Um crime capital - Francisco José ViegasJá não me lembro bem como este livro me veio parar às mãos. Talvez o tenha encontrado em algum alfarrabista e me tenha chamado a atenção pelo nome do autor e pelo preço (vinha 1€ escrito a lápis na primeira folha). Ele foi ficando cá por casa, esquecido, provavelmente por esta edição passar bem despercebida! Mas eis que algo me fez lembrar da sua existência.
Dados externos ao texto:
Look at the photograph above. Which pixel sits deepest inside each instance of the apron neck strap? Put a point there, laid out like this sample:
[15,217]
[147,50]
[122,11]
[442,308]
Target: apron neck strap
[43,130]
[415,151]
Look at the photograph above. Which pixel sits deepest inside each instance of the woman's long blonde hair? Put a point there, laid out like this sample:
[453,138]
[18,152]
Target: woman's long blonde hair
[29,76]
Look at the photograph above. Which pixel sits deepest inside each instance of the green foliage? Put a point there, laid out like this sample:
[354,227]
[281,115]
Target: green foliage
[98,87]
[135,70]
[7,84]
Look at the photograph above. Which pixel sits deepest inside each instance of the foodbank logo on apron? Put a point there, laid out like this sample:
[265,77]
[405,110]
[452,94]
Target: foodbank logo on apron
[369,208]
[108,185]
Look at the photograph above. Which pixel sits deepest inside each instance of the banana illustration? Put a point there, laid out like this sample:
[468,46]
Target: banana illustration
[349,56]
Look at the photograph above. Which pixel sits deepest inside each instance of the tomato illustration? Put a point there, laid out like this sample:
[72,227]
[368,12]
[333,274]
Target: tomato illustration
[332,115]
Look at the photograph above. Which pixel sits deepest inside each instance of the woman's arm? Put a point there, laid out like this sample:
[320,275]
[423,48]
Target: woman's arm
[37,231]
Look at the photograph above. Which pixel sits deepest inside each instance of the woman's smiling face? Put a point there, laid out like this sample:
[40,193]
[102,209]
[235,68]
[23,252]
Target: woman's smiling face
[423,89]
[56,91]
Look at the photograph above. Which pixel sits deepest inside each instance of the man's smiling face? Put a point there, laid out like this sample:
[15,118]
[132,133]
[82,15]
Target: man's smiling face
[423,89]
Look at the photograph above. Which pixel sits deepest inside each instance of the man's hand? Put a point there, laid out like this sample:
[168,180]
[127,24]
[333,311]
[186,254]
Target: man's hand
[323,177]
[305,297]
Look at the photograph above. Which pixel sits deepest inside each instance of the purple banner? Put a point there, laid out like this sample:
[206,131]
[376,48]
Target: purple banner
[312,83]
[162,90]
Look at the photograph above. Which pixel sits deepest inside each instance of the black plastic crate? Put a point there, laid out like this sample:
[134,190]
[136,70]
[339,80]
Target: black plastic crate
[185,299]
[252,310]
Se me acompanham no instagram, devem ter visto que visitei recentemente a Feira do Livro do Porto, e devem ter visto também lá que fui assistir a um debate onde Francisco José Viegas era o moderador. O nome deste autor no programa da Feira avivou a minha memória e culpei-me a mim própria por ainda não ter lido nada de um autor português relativamente conhecido, mais um na minha enorme lista de falhas com os autores nacionais… Mas antes tarde do que nunca!

Um crime capital não, não remete para Lisboa. Remete para o Porto enquanto Capital Europeia da Cultura em 2001. Em suma, neste livro várias pessoas são assassinadas e o chefe Jaime Ramos (pelo que entendi, personagem recorrente em vários livros do autor) e o inspector Isaltino de Jesus vão tentando descobrir qual o elo comum entre um casal de amantes, um informático e uma misteriosa rapariga. Quem será o assassino? A base dos policiais parece quase sempre a mesma, mas não é!

Quanto à minha opinião propriamente dita, tenho a dizer-vos que este livro foi uma agradável surpresa. Não é o melhor policial que já li (minha queria Agatha Christie!), mas Francisco José Viegas escreve bem (parece estranho dizer isto de um escritor, mas a verdade é que alguns que envergam esse título escrevem muito mal!), a história faz sentido e gostei do facto de ser um livro que se passa no Porto, que “espreme” a cidade e os seus locais, e que não se fica por Lisboa. Contudo, por vezes as referências a ruas, restaurantes e monumentos do Porto parecem um pouco forçadas, mas este aspecto tem uma atenuante: o livro foi, originalmente, publicado em formato de folhetim no Jornal de Notícias. A ligação entre o JN e o Porto já é vossa conhecida, por isso não admira que para agradar à maioria dos leitores deste jornal se tenha usado e abusado das referências a locais emblemáticos do Porto, bem como a outras localidades que lhe são próximas (até a minha Trofa é referida!).

Como aspecto negativo, e um aspecto que fez toda a diferença na hora de atribuir uma classificação a este livro (3.5* e não mais), saliento o facto de, por vezes, confundir algumas personagens e as ligações entre elas, sobretudo por causa dos seus nomes.

Enfim, tenho pena que este autor não seja mais conhecido pelo seu papel enquanto escritor e não por outros papéis que assume (como jornalista ou político), e lamento que não seja lido por mais pessoas porque, efectivamente, escreve bem e de forma simples.